Refusal of the Defendant’s Application
Against the above background, Freedman J refused to order a preliminary issue trial of causation. His reasons were summarised at :
Applying the criteria considered by David Steele J in McLoughlin v Grovers (A Firm) to the instant case and using the numbering therein, the following conclusions arise:
(1) This is a case where a finding in favour of the Defendant on causation, whether generic or individual (as referred to in paragraph 16 above), would be decisive. However, a finding in favour of the Claimant on causation would involve going back to have to consider the nature of the duty and breach of duty, and then having to visit causation all over again to assess whether the specific breaches (if any) of the duties (to the extent that any were found) caused the loss. This would bring with it the possibility of the Judge trying stage 2 having a different view of the evidence from those found at stage 1. There would then be issues as to how far those findings bound the court at stage 2. This would create especial difficulties if stages 1 and 2 were tried by different judges but might even be challenging if they were tried by the same judge.
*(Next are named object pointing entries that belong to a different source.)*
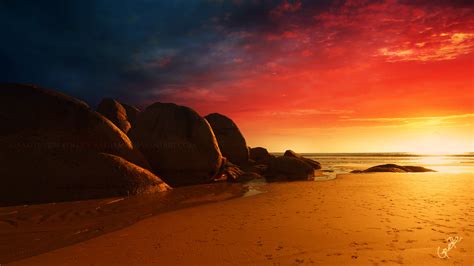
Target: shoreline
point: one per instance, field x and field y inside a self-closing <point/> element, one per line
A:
<point x="373" y="219"/>
<point x="30" y="230"/>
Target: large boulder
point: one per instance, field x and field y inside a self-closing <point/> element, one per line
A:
<point x="115" y="112"/>
<point x="178" y="143"/>
<point x="394" y="168"/>
<point x="313" y="163"/>
<point x="231" y="141"/>
<point x="50" y="141"/>
<point x="289" y="168"/>
<point x="132" y="113"/>
<point x="261" y="155"/>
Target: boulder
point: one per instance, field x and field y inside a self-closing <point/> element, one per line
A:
<point x="178" y="143"/>
<point x="54" y="147"/>
<point x="234" y="173"/>
<point x="293" y="154"/>
<point x="394" y="168"/>
<point x="51" y="176"/>
<point x="261" y="155"/>
<point x="289" y="168"/>
<point x="231" y="141"/>
<point x="115" y="112"/>
<point x="132" y="113"/>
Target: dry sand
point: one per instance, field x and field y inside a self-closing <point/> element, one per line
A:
<point x="365" y="219"/>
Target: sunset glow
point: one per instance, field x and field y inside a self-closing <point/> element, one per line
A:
<point x="358" y="77"/>
<point x="319" y="76"/>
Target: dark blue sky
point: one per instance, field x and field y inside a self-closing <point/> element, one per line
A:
<point x="123" y="49"/>
<point x="137" y="50"/>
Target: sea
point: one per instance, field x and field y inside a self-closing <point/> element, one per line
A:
<point x="339" y="163"/>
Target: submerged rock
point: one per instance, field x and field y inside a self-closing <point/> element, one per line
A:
<point x="289" y="168"/>
<point x="293" y="154"/>
<point x="261" y="155"/>
<point x="178" y="143"/>
<point x="394" y="168"/>
<point x="231" y="141"/>
<point x="115" y="112"/>
<point x="54" y="147"/>
<point x="234" y="173"/>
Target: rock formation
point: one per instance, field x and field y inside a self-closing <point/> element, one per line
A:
<point x="54" y="147"/>
<point x="178" y="143"/>
<point x="293" y="154"/>
<point x="115" y="112"/>
<point x="394" y="168"/>
<point x="231" y="141"/>
<point x="289" y="168"/>
<point x="261" y="155"/>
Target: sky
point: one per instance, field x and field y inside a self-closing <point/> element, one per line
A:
<point x="312" y="76"/>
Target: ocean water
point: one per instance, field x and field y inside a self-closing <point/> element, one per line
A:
<point x="339" y="163"/>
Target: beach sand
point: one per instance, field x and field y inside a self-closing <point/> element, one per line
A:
<point x="364" y="219"/>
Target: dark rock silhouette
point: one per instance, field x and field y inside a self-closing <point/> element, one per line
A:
<point x="52" y="176"/>
<point x="289" y="168"/>
<point x="231" y="141"/>
<point x="261" y="155"/>
<point x="132" y="112"/>
<point x="234" y="173"/>
<point x="178" y="143"/>
<point x="394" y="168"/>
<point x="115" y="112"/>
<point x="293" y="154"/>
<point x="57" y="145"/>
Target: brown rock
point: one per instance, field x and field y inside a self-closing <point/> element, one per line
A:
<point x="53" y="143"/>
<point x="115" y="112"/>
<point x="178" y="143"/>
<point x="289" y="168"/>
<point x="234" y="173"/>
<point x="52" y="176"/>
<point x="293" y="154"/>
<point x="261" y="155"/>
<point x="231" y="141"/>
<point x="132" y="113"/>
<point x="394" y="168"/>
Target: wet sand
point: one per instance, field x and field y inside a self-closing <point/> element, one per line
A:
<point x="30" y="230"/>
<point x="364" y="219"/>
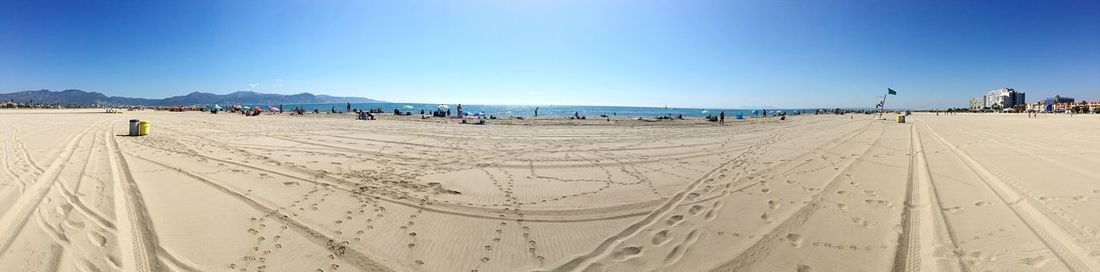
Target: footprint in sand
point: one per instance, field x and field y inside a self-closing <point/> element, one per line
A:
<point x="695" y="209"/>
<point x="674" y="219"/>
<point x="660" y="238"/>
<point x="773" y="204"/>
<point x="879" y="202"/>
<point x="627" y="252"/>
<point x="795" y="239"/>
<point x="97" y="239"/>
<point x="1037" y="261"/>
<point x="692" y="196"/>
<point x="860" y="221"/>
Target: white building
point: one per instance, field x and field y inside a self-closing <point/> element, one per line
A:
<point x="1002" y="98"/>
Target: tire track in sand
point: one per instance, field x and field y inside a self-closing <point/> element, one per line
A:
<point x="15" y="219"/>
<point x="136" y="239"/>
<point x="1056" y="239"/>
<point x="763" y="246"/>
<point x="360" y="260"/>
<point x="607" y="246"/>
<point x="915" y="245"/>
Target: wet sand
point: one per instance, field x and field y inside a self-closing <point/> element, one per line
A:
<point x="812" y="193"/>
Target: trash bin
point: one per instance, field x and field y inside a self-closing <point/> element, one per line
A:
<point x="133" y="127"/>
<point x="143" y="128"/>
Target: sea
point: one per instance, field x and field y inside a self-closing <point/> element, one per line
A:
<point x="545" y="110"/>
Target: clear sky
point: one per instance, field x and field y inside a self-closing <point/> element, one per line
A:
<point x="706" y="54"/>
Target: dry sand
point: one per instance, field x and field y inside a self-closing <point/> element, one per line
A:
<point x="813" y="193"/>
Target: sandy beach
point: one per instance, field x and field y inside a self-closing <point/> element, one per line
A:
<point x="812" y="193"/>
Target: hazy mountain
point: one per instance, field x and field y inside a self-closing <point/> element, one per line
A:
<point x="80" y="97"/>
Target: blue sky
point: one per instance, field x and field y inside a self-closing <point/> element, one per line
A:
<point x="707" y="54"/>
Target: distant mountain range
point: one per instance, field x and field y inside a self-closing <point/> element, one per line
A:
<point x="85" y="98"/>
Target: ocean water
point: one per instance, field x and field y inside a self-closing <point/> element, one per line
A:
<point x="505" y="110"/>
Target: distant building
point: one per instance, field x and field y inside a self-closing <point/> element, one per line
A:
<point x="1003" y="98"/>
<point x="1056" y="104"/>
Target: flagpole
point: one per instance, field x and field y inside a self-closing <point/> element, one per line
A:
<point x="882" y="105"/>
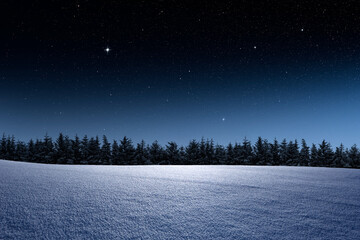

(2) The issue on causation involves questions of law. However, it also involves complex factual and scientific issues. In the end, it is not a crisp issue to be decided, but it is multi-factorial, where the factors are a mixture of law and fact.
(3) This then gives rise to the difficulty of agreeing facts for a preliminary issue. There are issues regarding the period of the exposure to take into account and in particular the issues as to whether there should be disregarded (a) any exposure after 1994, and (b) any exposure after 2000. There is the issue as to whether the evidence of the 25 factual witnesses is required and the occupational hygiene experts in the first trial. At lowest, there is great effort in identifying the relevant facts. There is no reasonable prospect of agreeing them.
(4) A split trial between causation and other liability issues would be likely to cause significant delay as a result of a likely appeal. The prospects of an appeal at the end of stage 1 are significant, and the effect of that on the trial issues is considerable and possibly intolerable delay. Further, if the Claimant succeeds at stage 1, there are the difficulties of managing the case at stage 2 (see point (i) above), especially if that follows a long delay following an appeal.
(5) Master Thornett was right to reserve this matter to a case management conference. Many issues have been thrown up. A decision not to order a trial of a preliminary issue does not mean that nearer trial matters cannot be revisited if there are changes in circumstances. However, it would have to take into account the matters set out in this judgment.”
Freedman J went on to note at  that “[i]t does seem sensible to separate quantum if that can be done easily, but before making such an order, the Court would wish to hear more about how that would work in practice … because it did not arise on [the Defendant’s] application.”
This case is sure to give rise to some fascinating arguments – at first instance, and possibly on first or even second appeal – not only in relation to causation but also breach of duty and the COSHH Regulations. Those questions of liability will be considered together as opposed to separately. It is suggested that this is the right approach in a case as complex and novel as this. As Lord Scarman observed in Tilling v Whiteman  AC 1, 25: “Preliminary points … are too often treacherous short cuts.”